Question

20ml of 0.1M $BaC{{l}_{2}}$ is mixed with 30 ml of 0.2M $A{{l}_{2}}{{(S{{O}_{4}})}_{3}}$. How many moles of $BaS{{O}_{4}}$ precipitated?

Answer 1

To solve this type of question we must have prior knowledge about different ways to calculate the number of moles. one way to calculate the number of moles is by finding the ratio of given mass to the molar mass.

Complete Solution :
Given in the question,
Molarity of $BaC{{l}_{2}}$= 0.1 M
Volume of $BaC{{l}_{2}}$= 20 ml
Molarity of $A{{l}_{2}}{{(S{{O}_{4}})}_{3}}$ = 0.2M
Volume of $A{{l}_{2}}{{(S{{O}_{4}})}_{3}}$ = 30 ml
- Moles can be calculated by the product of molarity and volume of the compound.
Moles of $BaC{{l}_{2}}$ = $0.1\times 2.0 = 2$ millimoles
Moles of $A{{l}_{2}}{{(S{{O}_{4}})}_{3}}$ = $0.2\times 3.0 = 6$ millimoles
The chemical reaction which will be involved in the process is mentioned below: $3BaC{{l}_{2}}+A{{l}_{2}}{{(S{{O}_{4}})}_{3}}\to 3BaS{{O}_{4}}+2AlC{{l}_{3}}$

- Using this equation, we can see that 3 moles of barium chloride is required to react with 2 moles of aluminium sulphate to produce 3 moles of barium sulphate and 2 moles of aluminium chloride.
But here 2 moles of barium chloride is present which means that barium chloride is the limiting reagent since it is present in less amount.
- So, the number of moles of $BaS{{O}_{4}}$ formed will be = 2 millimoles or 0.002 mol.
Hence, if 20ml of 0.1M $BaC{{l}_{2}}$ is mixed with 30 ml of 0.2M $A{{l}_{2}}{{(S{{O}_{4}})}_{3}}$. 0.002 moles of $BaS{{O}_{4}}$ will be precipitated.
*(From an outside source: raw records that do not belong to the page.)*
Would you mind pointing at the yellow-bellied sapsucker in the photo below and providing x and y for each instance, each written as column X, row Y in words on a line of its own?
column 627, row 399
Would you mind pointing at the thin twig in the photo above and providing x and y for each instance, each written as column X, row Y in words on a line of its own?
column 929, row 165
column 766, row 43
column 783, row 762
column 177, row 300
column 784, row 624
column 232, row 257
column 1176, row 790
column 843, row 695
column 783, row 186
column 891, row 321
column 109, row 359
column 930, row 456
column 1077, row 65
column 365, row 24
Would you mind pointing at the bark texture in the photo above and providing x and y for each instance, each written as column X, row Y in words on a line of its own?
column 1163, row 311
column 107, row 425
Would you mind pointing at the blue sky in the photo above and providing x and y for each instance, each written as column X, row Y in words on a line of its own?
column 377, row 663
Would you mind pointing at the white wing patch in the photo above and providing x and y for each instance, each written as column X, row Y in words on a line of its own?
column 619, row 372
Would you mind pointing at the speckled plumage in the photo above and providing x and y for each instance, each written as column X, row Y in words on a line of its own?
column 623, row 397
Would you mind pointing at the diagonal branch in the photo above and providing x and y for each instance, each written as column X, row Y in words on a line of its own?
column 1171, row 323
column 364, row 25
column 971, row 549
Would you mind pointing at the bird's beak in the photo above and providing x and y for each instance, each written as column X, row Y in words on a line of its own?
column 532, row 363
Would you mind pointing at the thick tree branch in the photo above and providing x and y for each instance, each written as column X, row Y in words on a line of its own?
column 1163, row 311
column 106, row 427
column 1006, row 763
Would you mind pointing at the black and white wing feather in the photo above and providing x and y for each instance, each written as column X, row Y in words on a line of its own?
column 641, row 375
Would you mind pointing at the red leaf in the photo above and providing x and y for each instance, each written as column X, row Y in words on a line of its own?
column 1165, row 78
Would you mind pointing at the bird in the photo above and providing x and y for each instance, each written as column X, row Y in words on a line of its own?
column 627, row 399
Note: While doing such types of questions which involve stoichiometric calculations it is most important to balance the reaction. If the chemical reaction is not balanced then the answer can never be accurate. Millimole is the amount of substance equal to a thousand of a mole also known as mmol.